Steamed grouper method:
Raw materials for steamed grouper:
A grouper (weighing about 1000 grams), 50 grams of pig oil, 5 grams of refined salt, 0.5 grams of monosodium glutamate, 15 grams of Shaojiu, 5 grams of scallion, 25 grams of soy sauce, 10 grams of ginger.
Process of steamed grouper:
Kill the grouper and wash it. Put 5 knives on both sides of the fish and cut the lard into 10 pieces. Put lard, ginger and scallion into each edge of the fish. Take another cup. Add refined salt, soy sauce and Shaoxing wine, and steam the fish in the steamer with high heat until the fish knife pattern is exposed. Pick up the onion, ginger, pig oil, sprinkle with monosodium glutamate, with Steamed Soy sauce flavor can be eaten.
The characteristics of steamed grouper are as follows
The fish is complete in shape, fresh and tender in meat, fine and smooth, and fragrant in essence.
Steamed Sea Bass
Steamed grouper is a famous traditional dish in Guangdong cuisine. Grouper meat is white, delicious as chicken, so it is also known as "chicken fish", which is comparable to the famous freshwater mandarin fish. It is mainly produced in the coastal area to the east of Zhoushan. The method of steaming can keep the nutrition of grouper as much as possible.
Grouper has high nutritional value. It is rich in protein, vitamin A, vitamin D, calcium, phosphorus, potassium and other nutrients. It is a kind of low-fat, high protein food fish. It is promoted as one of the four famous fish in China by Hong Kong and Macao.
practice
Material Science
One live grouper (about 700g), 20g shredded scallion, 20g shredded ginger, 5g refined salt, 0.5g sesame oil, 60g soy sauce and 50g peanut oil.
make
1. Put the grouper on the chopping board and make it dizzy. Put it in hot water at 70 ℃ and take it out. After the water is too cold, remove the scales. Cut a knife at the anus, cut off the gill root, insert the chopsticks from the mouth to the gill into the belly, take out the gills and viscera, wash them, and wipe the fish with salt
. 2. Use a long plate and two chopsticks on the horizontal frame, put the fish on it, sprinkle shredded ginger, pour 10g peanut oil on the fish and put it into the steamer. Add the remaining oil and soy sauce in a bowl. Steam over high heat for about 8 minutes until just cooked. Remove and sprinkle with shredded green onion. Pour in the cooked oil and soy sauce and serve.
Key technology
When steaming, the hot gas is easy to circulate, which can shorten the heating time and make the whole fish heated evenly. Steam for 10 minutes. Steam for a little longer. It's hard to separate the flesh and taste.
Characteristics of dishes
1. Grouper is a kind of warm water large and medium-sized marine fish, with long body, flat side, many color variations, often brown or red, and stripes or spots. It is produced in Southeast China and the South China Sea, and its meat is fine and delicious. It is the first-class edible fish. It is the main variety of live fish exported from China.

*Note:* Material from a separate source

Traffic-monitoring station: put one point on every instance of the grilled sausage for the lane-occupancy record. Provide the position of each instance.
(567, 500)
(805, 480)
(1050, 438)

2. Grouper is one of the most valuable seafood. According to the shape and color of the skin, there are mouse spot, red spot, green spot, oil spot, star spot, fir spot, sesame spot, Shiban, yellow nail and so on. The first three are the best. In order to keep its meat tender, smooth and delicious, it is mostly used for steaming. And the steaming method is very particular.
Practice 2
Materials used
Main materials
Grouper 400g
< I seasoning < / I
1 / 2 tsp salt
1 shallot
1 tbsp steamed fish and soy sauce
2 tbsp vegetable oil
Steamed grouper
< I1. < / I after the grouper is bought, ask the merchant to clean it up, and then draw a knife on both sides of the back. Do not draw a section, wipe it with a little salt and marinate it for about 5 minutes
< I2. < / I cut off the chives, slice the ginger and put it on the bottom of the plate, put the salted grouper on the fish, and put some chives and ginger on the fish
Put it in a boiling hot water pan and steam for about 5 minutes (the specific time depends on the size of the fish)
Take it out and put it on another plate. Sprinkle shredded chives, steam fish, soy sauce, 2 tbsp vegetable oil, heat and water
Cooking skills
The steaming time depends on the size of the fish. I have about 200 grams of each fish. It's about 5 minutes.